As with the World Climate Conference in Sharm al-Sheikh, travel to the conference is a major issue. Flightless animals get on airplanes. It is the hardest, even with Kästner, for Paul the polar bear. He sits on an iceberg, lets himself drift and has to be rescued from the sea before it melts by seaplane. When the animals open their conference, they tick: “It's about the children! ––..–– not eighty-seventh, but first and last attempt ––..–– reasonable agreement now or never ––..–– later too late”.

"The Conference of the Animals" was the first prose that Erich Kästner was able to write again after the Second World War. A book for "kids and connoisseurs" based on an idea by the Swiss youth book author Jella Lepman, a fable about the sins of modernity as Kästner saw them: bureaucracy and self-destruction. "It's about the children" is the mantra of his counter-conference.
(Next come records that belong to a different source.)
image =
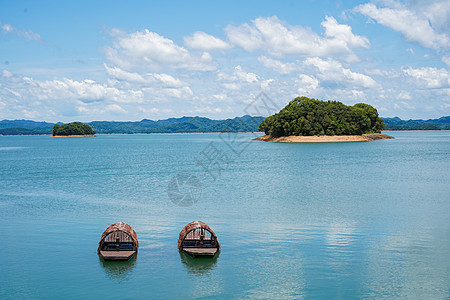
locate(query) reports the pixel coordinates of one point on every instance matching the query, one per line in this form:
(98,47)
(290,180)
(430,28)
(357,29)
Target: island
(307,120)
(74,129)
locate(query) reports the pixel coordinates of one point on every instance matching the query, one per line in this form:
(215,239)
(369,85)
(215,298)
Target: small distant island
(310,120)
(74,129)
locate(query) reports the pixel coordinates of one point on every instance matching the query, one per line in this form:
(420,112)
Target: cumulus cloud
(205,42)
(162,79)
(244,76)
(27,34)
(429,77)
(146,50)
(415,27)
(278,39)
(307,84)
(278,66)
(331,70)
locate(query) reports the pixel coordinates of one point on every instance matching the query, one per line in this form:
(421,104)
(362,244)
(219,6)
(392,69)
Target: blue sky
(129,60)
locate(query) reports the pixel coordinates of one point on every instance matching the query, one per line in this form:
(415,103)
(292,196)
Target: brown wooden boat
(118,242)
(198,240)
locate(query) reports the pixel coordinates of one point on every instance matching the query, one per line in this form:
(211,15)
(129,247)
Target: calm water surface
(339,220)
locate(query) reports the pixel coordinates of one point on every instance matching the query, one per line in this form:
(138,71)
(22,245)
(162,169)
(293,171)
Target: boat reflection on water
(199,266)
(118,269)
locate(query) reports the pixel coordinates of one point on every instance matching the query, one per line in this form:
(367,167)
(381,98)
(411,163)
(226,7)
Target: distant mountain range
(171,125)
(431,124)
(196,124)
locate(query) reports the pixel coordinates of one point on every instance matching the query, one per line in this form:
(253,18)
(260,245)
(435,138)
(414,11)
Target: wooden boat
(118,242)
(198,240)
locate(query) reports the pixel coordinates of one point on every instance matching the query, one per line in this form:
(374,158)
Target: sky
(129,60)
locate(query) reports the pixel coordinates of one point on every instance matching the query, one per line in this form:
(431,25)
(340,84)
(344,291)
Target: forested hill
(306,117)
(196,124)
(171,125)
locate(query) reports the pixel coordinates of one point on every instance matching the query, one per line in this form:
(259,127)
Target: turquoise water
(339,220)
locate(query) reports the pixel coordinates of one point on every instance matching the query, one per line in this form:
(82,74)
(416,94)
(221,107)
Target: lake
(337,220)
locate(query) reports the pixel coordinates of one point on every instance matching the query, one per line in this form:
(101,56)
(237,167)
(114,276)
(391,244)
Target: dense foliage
(305,116)
(75,128)
(196,124)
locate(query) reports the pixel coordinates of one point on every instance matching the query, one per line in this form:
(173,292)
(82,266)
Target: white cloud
(278,66)
(144,50)
(404,95)
(115,108)
(334,71)
(446,60)
(429,77)
(244,76)
(271,35)
(27,34)
(413,26)
(205,42)
(307,84)
(146,78)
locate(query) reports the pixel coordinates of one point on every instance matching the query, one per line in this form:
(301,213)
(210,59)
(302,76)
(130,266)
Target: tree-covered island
(73,129)
(310,117)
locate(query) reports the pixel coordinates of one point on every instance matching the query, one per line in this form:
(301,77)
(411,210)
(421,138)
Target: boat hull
(201,252)
(117,255)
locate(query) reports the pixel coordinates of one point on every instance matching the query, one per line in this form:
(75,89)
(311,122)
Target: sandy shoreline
(89,135)
(324,138)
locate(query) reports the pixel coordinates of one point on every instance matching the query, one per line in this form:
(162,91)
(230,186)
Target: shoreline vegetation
(75,129)
(194,125)
(75,135)
(324,138)
(306,120)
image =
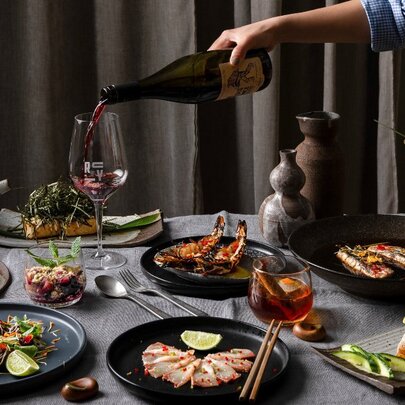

As a last resort to save the world for future generations, he has those in question kidnapped and interned in a paradise on earth. "We do not want to and will no longer stand idly by as your governments repeatedly jeopardize and ruin your children, whom we love and whose future is important to us, through strife, war, insidiousness and greed," says the elephant in his speech to mankind.

For the first time, the statesmen came to an agreement at one of their conferences. They show understanding and sign the Cape Town Treaty, in which they undertake, among other things, to devote science and technology exclusively to the good of the world. "When people found out about this, there was such a jubilation on earth that the earth's axis bent half an inch."